80 yaşındayım. Hâlâ manevi hayatıma faydalı olacak insanların yanına gidiyorum. Çünkü haramlar sel gibi akıyor. Haramları süslediler, haramları reklam ediyorlar. Bu müthiş zamanda mecburen iyilerin, alimlerin yanına gitmek gerekiyor. Her zaman tefsir okuyamayabiliriz. Amma öyle insanlar var ki, yaşayışıyla, hal ve hareketleriyle bize ilmihali anlatır. Onlardan faydalanmak aklın gereğidir.
Namaz kılan kişi fiziken ilan eder ki: “Benim bir önemim yok. Benim önemim, Allah’ın emirlerine tâbi olduğum kadardır.”
İmza günlerinde veya konferanslarımda soruyorlar: “Çocuklarımıza namaz sevgisini nasıl aşılarız? Onları namaza nasıl alıştırabiliriz?” Ben de diyorum ki, İslamiyet’i evvela kendimiz yaşayacağız. En iyi tebliğ, hal ile yapılan tebliğdir. Ben çocuklarıma ve torunlarıma namaz kılın demedim. Amma namazı, her türlü işimin önünde tuttum. Seyahatlere çıkacağım zaman hanım ve çocuklar hep beraber otururken hesaplardım, hangi arabaya bineyim, nerede ve saat kaçta mola verir ki namazı kaçırmayayım? Çocuklarım namaz konusundaki hassasiyetimi görerek büyüdüler. Belki namaz kılın desem, enaniyetlerine dokunurdu, darılırlardı.

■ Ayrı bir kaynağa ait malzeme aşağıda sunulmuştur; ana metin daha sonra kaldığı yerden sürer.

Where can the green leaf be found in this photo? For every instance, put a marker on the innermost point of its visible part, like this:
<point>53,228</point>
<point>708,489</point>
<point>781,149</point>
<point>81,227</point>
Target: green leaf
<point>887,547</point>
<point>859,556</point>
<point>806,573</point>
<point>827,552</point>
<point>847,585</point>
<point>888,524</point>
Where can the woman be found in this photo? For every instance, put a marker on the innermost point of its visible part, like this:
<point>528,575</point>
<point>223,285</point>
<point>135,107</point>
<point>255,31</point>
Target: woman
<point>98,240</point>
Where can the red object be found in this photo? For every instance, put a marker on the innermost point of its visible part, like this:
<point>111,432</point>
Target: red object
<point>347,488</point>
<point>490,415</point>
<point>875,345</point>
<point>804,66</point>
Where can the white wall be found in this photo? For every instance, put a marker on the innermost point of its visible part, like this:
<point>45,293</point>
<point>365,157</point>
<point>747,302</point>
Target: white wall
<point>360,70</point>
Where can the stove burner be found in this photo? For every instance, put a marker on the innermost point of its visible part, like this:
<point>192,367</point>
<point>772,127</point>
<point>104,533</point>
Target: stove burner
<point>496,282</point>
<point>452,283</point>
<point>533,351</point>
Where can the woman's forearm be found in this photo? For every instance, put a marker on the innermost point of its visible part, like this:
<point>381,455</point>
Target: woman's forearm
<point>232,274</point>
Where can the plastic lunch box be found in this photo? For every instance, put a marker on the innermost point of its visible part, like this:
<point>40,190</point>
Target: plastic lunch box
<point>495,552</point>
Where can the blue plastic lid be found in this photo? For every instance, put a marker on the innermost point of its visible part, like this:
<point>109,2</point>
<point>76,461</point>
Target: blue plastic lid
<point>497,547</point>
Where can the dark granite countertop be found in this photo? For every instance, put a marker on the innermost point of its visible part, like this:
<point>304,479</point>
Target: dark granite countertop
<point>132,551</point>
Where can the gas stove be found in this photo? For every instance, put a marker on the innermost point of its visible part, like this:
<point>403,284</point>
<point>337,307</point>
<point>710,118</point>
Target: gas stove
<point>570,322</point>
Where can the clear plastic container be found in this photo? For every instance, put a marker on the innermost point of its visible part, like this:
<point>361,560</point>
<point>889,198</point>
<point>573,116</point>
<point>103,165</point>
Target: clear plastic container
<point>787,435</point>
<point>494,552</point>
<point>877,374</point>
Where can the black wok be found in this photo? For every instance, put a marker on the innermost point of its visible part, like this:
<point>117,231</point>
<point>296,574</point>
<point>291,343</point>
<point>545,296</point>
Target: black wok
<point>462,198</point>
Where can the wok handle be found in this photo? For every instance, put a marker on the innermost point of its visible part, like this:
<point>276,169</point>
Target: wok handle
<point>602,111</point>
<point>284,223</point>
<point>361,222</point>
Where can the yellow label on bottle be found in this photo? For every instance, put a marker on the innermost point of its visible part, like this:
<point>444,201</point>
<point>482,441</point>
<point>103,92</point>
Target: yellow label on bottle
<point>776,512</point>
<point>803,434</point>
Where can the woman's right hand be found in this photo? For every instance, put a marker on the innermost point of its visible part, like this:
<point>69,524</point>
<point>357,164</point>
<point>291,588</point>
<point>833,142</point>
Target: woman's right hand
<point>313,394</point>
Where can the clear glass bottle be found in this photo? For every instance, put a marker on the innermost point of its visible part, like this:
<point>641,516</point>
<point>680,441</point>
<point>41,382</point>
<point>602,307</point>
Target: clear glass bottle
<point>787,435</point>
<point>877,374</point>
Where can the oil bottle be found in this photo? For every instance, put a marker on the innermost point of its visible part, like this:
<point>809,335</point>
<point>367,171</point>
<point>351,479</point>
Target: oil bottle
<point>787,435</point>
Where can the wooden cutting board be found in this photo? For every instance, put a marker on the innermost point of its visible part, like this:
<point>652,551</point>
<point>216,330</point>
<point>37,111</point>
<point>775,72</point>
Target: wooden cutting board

Benim de canım bazen namaz kılmak istemeyebiliyor. Hastayım, yaşlıyım. Zorlanabiliyorum. Amma canım istemediği halde namaz kılıyorsam, bu Allah’ın bir lütfudur. Çünkü canı istemediği halde namaz kılan kişi, Allah istediği için namaz kılmış olur ve daha ihlaslıdır. İhlas, bir işi yalnız ve yalnız Allah rızası için yapmaktır. Bir arkadaş sordu: “İsteksiz namaz kılmak, namazın sıhhatine mani midir?” “İsteksiz namaz kılmak, sevabı artırır.” dedim, arkadaş şaşırdı. “Olur mu öyle şey!” dedi. “Eğer şevkle, manevi lezzet için namaz kılsan, o şevk ve zevk için kılmış olursun. Amma canın istemediği halde kılsan, Allah için kılmış olursun.” dedim.
Bazı geceler uyanıyorum. Saate bakıyorum, imsak girmiş. Hanımdan abdest almak için yardım istiyorum. “Hanım, yakında öleceğiz!” diyorum “İyisi mi ibadet edelim.”
“Nereden biliyorsun yakında öleceğini?” diyor. “Biyolojik olarak ömrü bitirdim, takvimler bunu gösteriyor.” dedim.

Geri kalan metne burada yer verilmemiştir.